In GM crop approval practice, as in society in general, the conclusions on adverse effects and on their significance vary. This also pertains to subsequent requirements such as further experimental research, CSM or GS. Ultimately, however, decisions should be science-based , implying the use of data with sound statistical design and power (European Commission, 2001). Lövei and Arpaia (2005) and Perry et al. (2009) state that field studies for the ERA often lack such statistical design and power. Studies with NTOs to check for unexpected direct and/or indirect effects as previewed also by GMO Panel (2010) are largely missing.
Test species for NTOs risk assessment should be selected using a systematic, transparent, scientifically based and stepwise methodology as developed by the GMO ERA Guideline Project (Hilbeck and Andow, 2004; Hilbeck et al., 2006; Andow et al., 2008) and as refined by Hilbeck et al. (2008a). Furthermore, field sites for NTO testing should be selected to be representative for the receiving environments relevant to the market release as developed by Jänsch et al. (2010). Field studies should use plant material from the GMP and be performed in the laboratory, greenhouse or at the semi-field level, and in the field.

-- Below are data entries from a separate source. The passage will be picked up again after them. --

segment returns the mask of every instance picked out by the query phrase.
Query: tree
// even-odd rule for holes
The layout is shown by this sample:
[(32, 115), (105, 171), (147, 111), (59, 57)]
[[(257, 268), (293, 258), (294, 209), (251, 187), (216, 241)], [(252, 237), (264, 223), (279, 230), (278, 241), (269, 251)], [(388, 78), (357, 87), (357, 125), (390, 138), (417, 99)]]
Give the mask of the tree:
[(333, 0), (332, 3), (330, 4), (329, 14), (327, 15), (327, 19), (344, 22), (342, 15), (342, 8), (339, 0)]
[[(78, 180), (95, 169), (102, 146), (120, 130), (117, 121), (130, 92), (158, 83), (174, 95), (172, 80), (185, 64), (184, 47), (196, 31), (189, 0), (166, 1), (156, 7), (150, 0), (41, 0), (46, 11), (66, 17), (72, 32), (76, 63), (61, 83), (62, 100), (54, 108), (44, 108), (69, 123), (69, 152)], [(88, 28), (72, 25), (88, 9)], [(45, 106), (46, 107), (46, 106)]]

To date, the ERA in the application dossiers usually relies on tests originally developed and standardised for chemicals. These tests frequently do not examine the whole GM plants but only specific transgene products. Although this ecotoxicological testing concept is widely used, it does not fulfil the requirements of the Directive 2001/18/EC. A harmonised concept for ecotoxicological testing considering the whole GM plant characteristics is recommended, for example as outlined by Römbke et al. (2010). Furthermore, we recommend a more in-depth examination as to whether experimental data on specific potential adverse effects of GMHR sugar beet cultivation are scientifically-based and statistically sufficient to be upscaled (Breckling et al., 2009; Squire et al., 2009).

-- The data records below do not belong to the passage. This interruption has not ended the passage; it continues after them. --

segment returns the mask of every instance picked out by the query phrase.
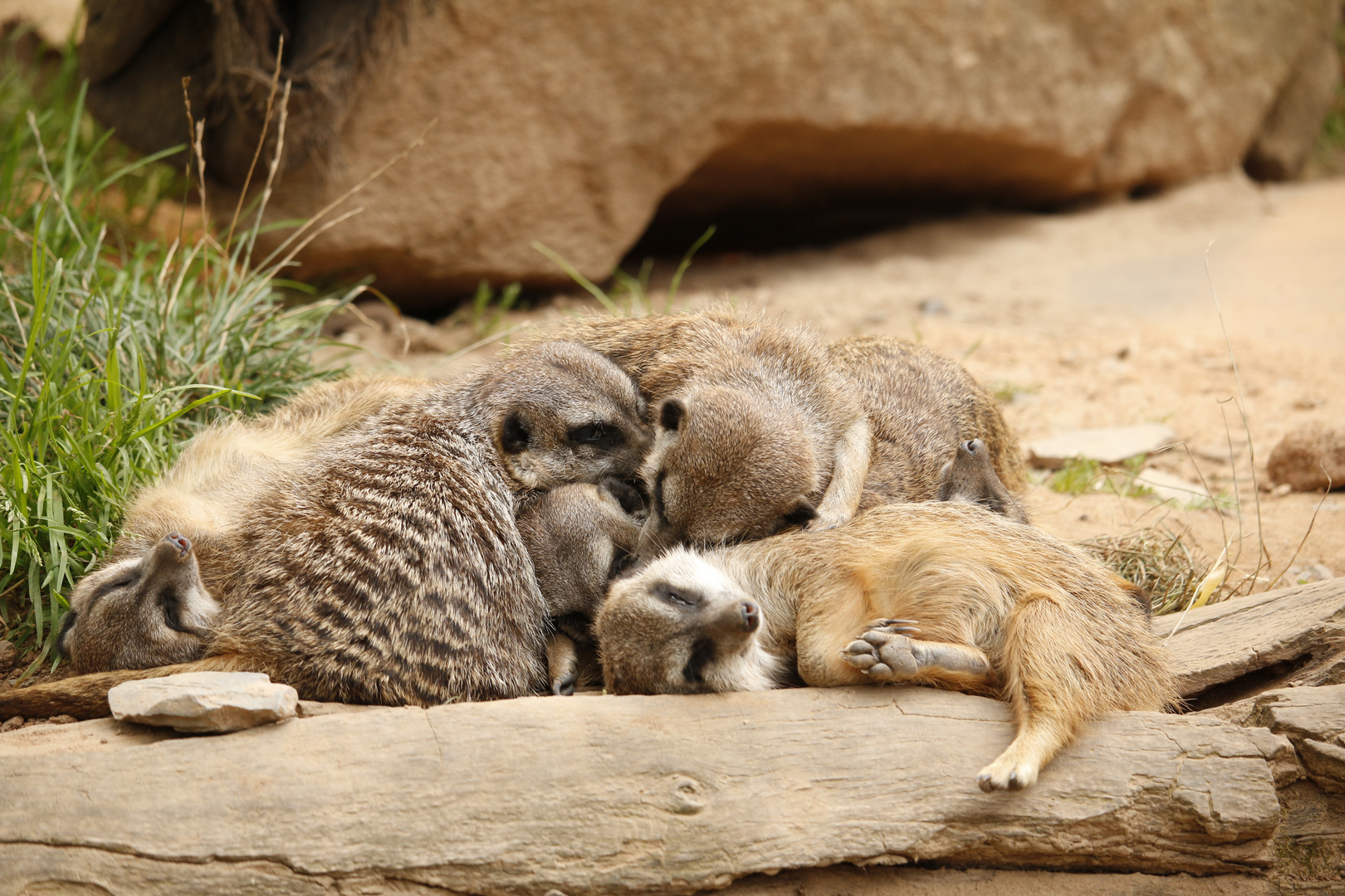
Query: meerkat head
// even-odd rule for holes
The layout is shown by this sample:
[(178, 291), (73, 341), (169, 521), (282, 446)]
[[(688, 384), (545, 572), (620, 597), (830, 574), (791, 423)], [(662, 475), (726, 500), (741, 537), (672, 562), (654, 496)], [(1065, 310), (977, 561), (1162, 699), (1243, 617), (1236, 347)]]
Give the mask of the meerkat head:
[(469, 387), (468, 402), (525, 489), (631, 478), (652, 441), (631, 377), (577, 343), (510, 355)]
[(191, 541), (172, 532), (139, 557), (81, 579), (56, 647), (79, 673), (190, 662), (218, 617)]
[(518, 513), (518, 531), (553, 617), (592, 618), (608, 583), (635, 562), (644, 504), (628, 484), (604, 480), (543, 492)]
[(1022, 502), (999, 481), (981, 439), (958, 443), (956, 454), (939, 472), (937, 500), (978, 504), (1017, 523), (1028, 521)]
[(763, 626), (760, 606), (718, 563), (674, 548), (612, 583), (593, 634), (611, 693), (768, 690), (780, 661)]
[(807, 429), (764, 399), (714, 386), (659, 406), (640, 470), (652, 501), (642, 555), (763, 539), (816, 516), (824, 484)]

A general barrier to premarket tests and field studies is the research and publication control by GM seed companies. Under the threat of litigation, user agreements explicitly exclude the use of the seeds for any independent research (Waltz, 2009; Scientific American eds., 2009), and experimental results must be approved by the companies before being published. Thus, experimental data exhibiting potential adverse effects may not be made public and cannot enter the ERA process.

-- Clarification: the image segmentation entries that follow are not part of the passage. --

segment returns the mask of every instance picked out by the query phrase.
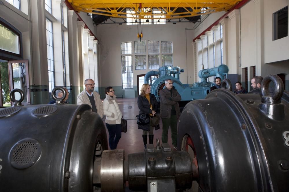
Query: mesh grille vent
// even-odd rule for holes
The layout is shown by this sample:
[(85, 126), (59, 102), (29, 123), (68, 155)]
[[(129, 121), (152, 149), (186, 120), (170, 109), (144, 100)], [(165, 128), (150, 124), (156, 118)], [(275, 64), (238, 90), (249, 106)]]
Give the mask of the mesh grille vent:
[(8, 107), (0, 110), (0, 117), (9, 116), (16, 113), (21, 109), (21, 107)]
[(57, 110), (57, 108), (54, 106), (45, 106), (36, 109), (33, 114), (37, 116), (43, 116), (52, 114)]
[(37, 141), (26, 139), (13, 146), (10, 152), (10, 159), (14, 167), (24, 169), (34, 164), (41, 153), (41, 147)]

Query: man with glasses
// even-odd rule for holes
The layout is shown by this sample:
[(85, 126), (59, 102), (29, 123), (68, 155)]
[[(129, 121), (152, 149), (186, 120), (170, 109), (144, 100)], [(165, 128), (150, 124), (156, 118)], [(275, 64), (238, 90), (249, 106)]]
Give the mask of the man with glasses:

If potential adverse effects identified in the ERA are selected for further PMEM (Figure 3*), this also requires statistical multi-scale designs (Firbank et al., 2003; Stein and Ettema, 2003); this includes determining the environmental baseline status (European Commission, 2002) to identify adverse effects in a CSM and in GS. Science-based PMEM approaches are available (Graef et al., 2005a,b; Züghart et al., 2008) and should be carried out in a coordinated and harmonised way (Finck et al., 2006; Graef et al., 2008). The PMEM requires both static and flexible elements because agricultural systems are dynamic. They need to be adaptive as new information emerges (Lindemayer and Likens, 2009) and should feed back on the ERA as monitoring data becomes available.